Minister for Finance Brian Lenihan has said that the Irish people were responsible for the out-of-control housing boom while the cheerleaders understandably want to move on.
In April 1973, Time Magazine reported that "White House Press Secretary Ronald Ziegler enlarged the vocabulary last week, declaring that all of Nixon's previous statements on Watergate were "inoperative." Not incorrect, not misinformed, not untrue—simply inoperative, like batteries gone dead."
Far from declaring past positions as inoperative, there is still denial, which was the subject of a New York Times article on Monday.
"Because after you get past the mind-numbing complexity of the derivatives that are at the heart of the current crisis, what’s going on is something we are all familiar with: denial,"Joe Nocera wrote. "Indeed, it is not all that different from what is going on in neighborhoods all over the country.
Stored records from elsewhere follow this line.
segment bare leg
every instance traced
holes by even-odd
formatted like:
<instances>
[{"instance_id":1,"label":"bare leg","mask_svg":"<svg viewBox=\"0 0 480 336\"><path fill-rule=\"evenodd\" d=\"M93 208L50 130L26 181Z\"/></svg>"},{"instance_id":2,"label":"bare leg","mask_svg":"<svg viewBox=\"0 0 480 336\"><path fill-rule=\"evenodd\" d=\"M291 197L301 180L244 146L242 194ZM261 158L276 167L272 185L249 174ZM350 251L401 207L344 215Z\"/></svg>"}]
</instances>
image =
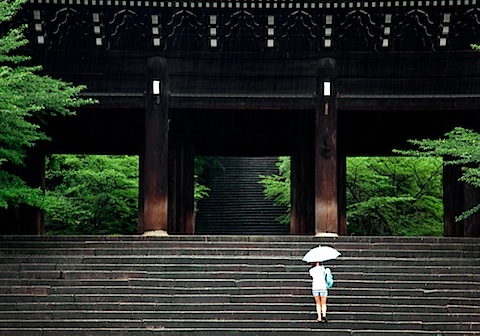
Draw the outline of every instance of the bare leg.
<instances>
[{"instance_id":1,"label":"bare leg","mask_svg":"<svg viewBox=\"0 0 480 336\"><path fill-rule=\"evenodd\" d=\"M327 319L327 297L320 296L320 310L322 312L322 317L326 320Z\"/></svg>"},{"instance_id":2,"label":"bare leg","mask_svg":"<svg viewBox=\"0 0 480 336\"><path fill-rule=\"evenodd\" d=\"M315 299L315 308L317 310L317 321L322 320L322 302L320 296L314 296Z\"/></svg>"}]
</instances>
Just as homeowners took out big loans and stretched themselves on the assumption that their chief asset — their home — could only go up, so did Wall Street firms borrow tens of billions of dollars to make subprime mortgage bets on the assumption that they were a sure thing."
Last week, Bank of Ireland economist Dan McLaughlin said Irish house prices are falling at a reduced pace but he omitted an important qualification from the producer of the price index permanentTSB, which said that July data was based on a small sample, which "was a factor in the very low decline in average prices during July."
Also last week, Bloxham Stockbrokers economist Alan McQuaid who a year ago was "sick to death" of critics of the Irish economy, forecast GDP growth of 4 per cent in 2010.
I wrote that while falling commodity prices, interest rates and an easing in the credit crisis, are realistic expectations for 2010 with the beginning of a global recovery, it would be a serious mistake to believe that the scenario of the ESRI's Medium Term Economic Review, would inevitably kick-in.
In the Irish Times on Tuesday, NUI Galway university economist Alan Ahearne said in relation to the question: How painful will the economic downturn be and long will it last?- "The simple and honest answer is that the slump will be severe and will probably last longer than most people think. The consensus among economic forecasters is for a moderate decline in real GDP this year, followed by a pick-up to low positive growth in 2009. A robust recovery, with growth of roughly 4 per cent, is pencilled in for 2010."